With clean energy rising to the top of national and industrial agendas, nuclear manufacturing is proving essential to delivering secure, low-carbon power. Charles Carpenter, Head of Research at the University of Sheffield’s Advanced Manufacturing Research Centre (AMRC) nuclear group, stresses that nuclear must play a central role if the UK and other nations are to meet rapidly evolving energy needs—particularly those driven by AI, hyperscale data centres, and global decarbonisation targets.

As power demand accelerates, the industry faces an urgent question: can global manufacturing capacity meet the scale and speed needed to build the infrastructure required for new nuclear and other clean technologies?

Enter advanced manufacturing—and companies like Starrag, a leader in high-precision, large-part machining solutions. In the UK, Starrag has been instrumental in delivering world-class machining performance for nuclear applications through machines like its renowned Dörries CONTUMAT vertical turning lathe.
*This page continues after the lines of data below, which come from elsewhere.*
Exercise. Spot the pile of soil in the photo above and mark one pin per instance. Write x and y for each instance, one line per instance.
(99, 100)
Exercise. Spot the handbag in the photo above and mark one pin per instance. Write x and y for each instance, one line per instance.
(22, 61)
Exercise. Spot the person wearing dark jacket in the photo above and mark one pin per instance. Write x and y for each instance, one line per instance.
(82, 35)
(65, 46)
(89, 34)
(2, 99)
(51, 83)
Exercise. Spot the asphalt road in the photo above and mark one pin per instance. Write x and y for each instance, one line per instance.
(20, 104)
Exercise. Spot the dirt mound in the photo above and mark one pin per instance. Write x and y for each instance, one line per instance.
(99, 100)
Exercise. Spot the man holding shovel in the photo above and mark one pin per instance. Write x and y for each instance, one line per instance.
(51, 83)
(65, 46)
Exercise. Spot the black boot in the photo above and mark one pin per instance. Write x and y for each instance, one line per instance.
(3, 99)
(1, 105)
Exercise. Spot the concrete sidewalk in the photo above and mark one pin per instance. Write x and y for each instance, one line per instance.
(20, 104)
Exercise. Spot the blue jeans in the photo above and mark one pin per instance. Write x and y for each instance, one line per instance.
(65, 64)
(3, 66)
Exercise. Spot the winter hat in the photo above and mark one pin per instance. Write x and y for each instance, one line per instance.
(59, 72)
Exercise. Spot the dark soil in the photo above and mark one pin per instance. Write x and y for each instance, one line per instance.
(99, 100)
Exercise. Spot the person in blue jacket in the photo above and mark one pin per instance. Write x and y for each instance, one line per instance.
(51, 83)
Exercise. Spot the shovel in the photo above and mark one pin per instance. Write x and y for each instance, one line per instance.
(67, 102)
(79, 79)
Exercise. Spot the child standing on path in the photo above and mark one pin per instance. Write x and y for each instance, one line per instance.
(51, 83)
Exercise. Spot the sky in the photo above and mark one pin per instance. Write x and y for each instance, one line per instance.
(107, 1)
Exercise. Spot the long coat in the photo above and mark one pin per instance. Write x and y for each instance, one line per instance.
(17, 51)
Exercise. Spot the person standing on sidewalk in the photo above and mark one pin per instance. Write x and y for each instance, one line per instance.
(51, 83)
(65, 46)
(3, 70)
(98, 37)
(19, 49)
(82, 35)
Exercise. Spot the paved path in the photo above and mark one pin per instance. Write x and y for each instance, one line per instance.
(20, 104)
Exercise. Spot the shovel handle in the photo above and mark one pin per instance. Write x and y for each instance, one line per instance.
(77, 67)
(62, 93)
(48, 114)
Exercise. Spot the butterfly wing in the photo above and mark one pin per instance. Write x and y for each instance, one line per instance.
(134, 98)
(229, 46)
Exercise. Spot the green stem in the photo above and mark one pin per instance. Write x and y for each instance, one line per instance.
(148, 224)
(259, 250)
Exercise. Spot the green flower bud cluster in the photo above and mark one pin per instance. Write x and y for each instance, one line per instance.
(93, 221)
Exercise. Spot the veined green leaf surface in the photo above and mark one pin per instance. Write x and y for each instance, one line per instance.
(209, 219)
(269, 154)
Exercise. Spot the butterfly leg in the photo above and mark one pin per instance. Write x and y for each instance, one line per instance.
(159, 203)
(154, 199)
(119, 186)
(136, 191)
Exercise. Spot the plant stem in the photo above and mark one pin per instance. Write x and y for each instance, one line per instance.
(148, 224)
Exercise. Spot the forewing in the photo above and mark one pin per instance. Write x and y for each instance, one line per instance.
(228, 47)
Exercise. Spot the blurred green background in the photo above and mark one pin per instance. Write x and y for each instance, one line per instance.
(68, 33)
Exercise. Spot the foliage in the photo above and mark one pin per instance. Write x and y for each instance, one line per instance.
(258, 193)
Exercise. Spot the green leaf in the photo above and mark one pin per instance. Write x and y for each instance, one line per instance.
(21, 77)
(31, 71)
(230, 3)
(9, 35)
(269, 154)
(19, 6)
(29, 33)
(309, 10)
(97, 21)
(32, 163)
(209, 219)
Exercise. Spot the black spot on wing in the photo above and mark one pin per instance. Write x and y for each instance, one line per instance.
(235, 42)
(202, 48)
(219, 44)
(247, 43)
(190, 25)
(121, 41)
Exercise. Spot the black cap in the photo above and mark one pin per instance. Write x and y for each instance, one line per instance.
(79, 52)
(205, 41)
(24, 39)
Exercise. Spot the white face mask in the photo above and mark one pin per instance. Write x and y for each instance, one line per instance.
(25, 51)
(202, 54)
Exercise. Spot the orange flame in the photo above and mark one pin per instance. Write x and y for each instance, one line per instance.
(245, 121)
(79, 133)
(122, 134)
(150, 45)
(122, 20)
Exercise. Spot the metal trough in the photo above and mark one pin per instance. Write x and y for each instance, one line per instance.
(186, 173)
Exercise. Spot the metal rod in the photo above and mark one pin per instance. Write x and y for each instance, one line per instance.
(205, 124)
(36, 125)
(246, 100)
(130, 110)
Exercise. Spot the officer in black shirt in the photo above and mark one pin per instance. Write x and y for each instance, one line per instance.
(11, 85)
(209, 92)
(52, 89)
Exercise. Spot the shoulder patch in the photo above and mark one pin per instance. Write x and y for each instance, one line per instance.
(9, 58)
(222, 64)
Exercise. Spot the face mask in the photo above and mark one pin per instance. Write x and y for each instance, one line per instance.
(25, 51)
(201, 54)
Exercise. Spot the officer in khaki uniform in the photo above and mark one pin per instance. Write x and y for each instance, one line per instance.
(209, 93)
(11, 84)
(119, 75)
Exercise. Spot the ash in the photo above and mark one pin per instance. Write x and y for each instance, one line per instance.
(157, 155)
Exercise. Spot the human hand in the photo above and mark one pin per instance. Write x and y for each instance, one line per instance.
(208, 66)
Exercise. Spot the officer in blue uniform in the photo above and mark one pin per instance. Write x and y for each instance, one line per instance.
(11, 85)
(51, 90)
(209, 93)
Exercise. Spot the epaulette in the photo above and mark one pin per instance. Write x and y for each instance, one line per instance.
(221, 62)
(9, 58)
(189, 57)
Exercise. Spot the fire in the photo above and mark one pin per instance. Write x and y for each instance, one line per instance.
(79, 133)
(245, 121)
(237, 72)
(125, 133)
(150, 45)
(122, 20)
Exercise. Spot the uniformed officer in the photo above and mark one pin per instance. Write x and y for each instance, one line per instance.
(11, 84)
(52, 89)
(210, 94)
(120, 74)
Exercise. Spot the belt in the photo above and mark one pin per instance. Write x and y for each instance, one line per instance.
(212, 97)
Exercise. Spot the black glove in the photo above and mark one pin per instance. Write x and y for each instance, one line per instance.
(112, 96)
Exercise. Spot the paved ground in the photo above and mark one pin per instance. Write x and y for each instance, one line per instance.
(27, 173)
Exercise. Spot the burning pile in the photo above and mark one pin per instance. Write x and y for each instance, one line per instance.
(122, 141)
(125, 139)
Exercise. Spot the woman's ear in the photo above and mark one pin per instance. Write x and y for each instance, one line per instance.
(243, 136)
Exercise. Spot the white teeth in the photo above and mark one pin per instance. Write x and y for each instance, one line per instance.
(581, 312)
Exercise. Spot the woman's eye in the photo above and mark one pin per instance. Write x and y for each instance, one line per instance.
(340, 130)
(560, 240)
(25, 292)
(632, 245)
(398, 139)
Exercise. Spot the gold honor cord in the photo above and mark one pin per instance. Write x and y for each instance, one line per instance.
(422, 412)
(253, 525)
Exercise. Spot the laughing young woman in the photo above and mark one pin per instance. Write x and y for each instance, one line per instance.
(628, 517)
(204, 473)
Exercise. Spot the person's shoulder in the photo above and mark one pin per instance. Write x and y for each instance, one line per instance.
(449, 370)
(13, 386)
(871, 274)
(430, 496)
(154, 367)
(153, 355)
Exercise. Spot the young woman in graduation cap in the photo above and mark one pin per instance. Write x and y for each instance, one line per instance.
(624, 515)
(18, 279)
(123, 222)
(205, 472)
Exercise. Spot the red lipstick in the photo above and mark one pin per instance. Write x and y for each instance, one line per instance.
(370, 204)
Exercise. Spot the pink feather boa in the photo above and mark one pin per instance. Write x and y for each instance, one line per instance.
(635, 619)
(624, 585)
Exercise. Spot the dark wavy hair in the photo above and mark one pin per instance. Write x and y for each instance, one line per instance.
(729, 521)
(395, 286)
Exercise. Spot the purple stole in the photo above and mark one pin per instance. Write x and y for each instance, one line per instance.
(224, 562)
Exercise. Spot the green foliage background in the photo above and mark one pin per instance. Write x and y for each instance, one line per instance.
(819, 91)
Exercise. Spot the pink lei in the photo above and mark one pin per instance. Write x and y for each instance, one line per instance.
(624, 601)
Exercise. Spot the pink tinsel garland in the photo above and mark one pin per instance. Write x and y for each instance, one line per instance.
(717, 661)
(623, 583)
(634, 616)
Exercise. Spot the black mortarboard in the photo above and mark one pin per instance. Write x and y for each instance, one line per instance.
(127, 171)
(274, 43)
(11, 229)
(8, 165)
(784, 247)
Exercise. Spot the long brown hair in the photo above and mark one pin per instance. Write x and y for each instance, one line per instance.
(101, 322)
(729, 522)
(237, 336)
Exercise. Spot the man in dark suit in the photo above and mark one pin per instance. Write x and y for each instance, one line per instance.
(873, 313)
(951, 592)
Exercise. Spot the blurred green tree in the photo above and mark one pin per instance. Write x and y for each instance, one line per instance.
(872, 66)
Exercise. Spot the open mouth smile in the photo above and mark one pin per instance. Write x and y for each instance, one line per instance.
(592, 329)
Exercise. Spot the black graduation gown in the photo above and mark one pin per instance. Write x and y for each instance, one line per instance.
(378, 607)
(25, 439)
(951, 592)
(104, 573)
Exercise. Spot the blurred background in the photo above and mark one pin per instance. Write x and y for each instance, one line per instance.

This ultra-heavyweight machine is purpose-built for the kind of large-diameter, high-integrity components used in nuclear power and other energy sectors. The CONTUMAT can handle enormous workpieces with micron-level precision—ideal for parts like nuclear pressure vessels, steam generators, and heavy flanges. Its multi-axis capability allows for turning, milling, and boring in a single setup, improving accuracy and drastically reducing lead times.

Technologies like this are becoming essential as the AMRC and its partners ramp up efforts to reduce nuclear vessel production times by 50% and costs by 40%. Projects with organisations such as the U.S. Department of Energy and the Electric Power Research Institute (EPRI) have already proven that it’s possible using methods like electron beam welding, diode laser cladding, and Hot Isostatic Pressing (HIP).

These capabilities are being brought together under one roof at the AMRC. The result? Full-scale demonstrator vessels combining cutting-edge machining, welding, and inspection, built to nuclear codes but using platforms applicable across petrochemical, hydrogen, and carbon capture sectors.

Crucially, Starrag’s large-part machining technology, like the Dörries CONTUMAT, is helping meet the growing need for ultra-precise, high-volume production of these components. And MTDCNC, a major media platform focused on advanced manufacturing, has covered numerous examples of Starrag’s role in enabling next-gen clean energy and aerospace applications—this nuclear application is just one powerful illustration.

But manufacturing innovation is only one part of the equation. The sector is already feeling the pinch from a shortage of skilled welders and machinists. Carpenter stresses the importance of training and upskilling both young talent and experienced workers from industries like steel, gas, and fossil fuels. These industries use the same materials and processes—creating a natural pipeline for the workforce needed in nuclear.

As the UK positions itself for leadership in clean energy, particularly through Small Modular Reactors (SMRs), the intersection of advanced machining, skills investment, and proven nuclear capability is more important than ever.

Carpenter concludes, “If we want to lead in data, AI, and clean energy, then our power sources must be affordable, resilient, and secure. Nuclear energy—enabled by advanced manufacturing technologies from companies like Starrag—isn’t just part of the solution; it’s the foundation for our future energy system.”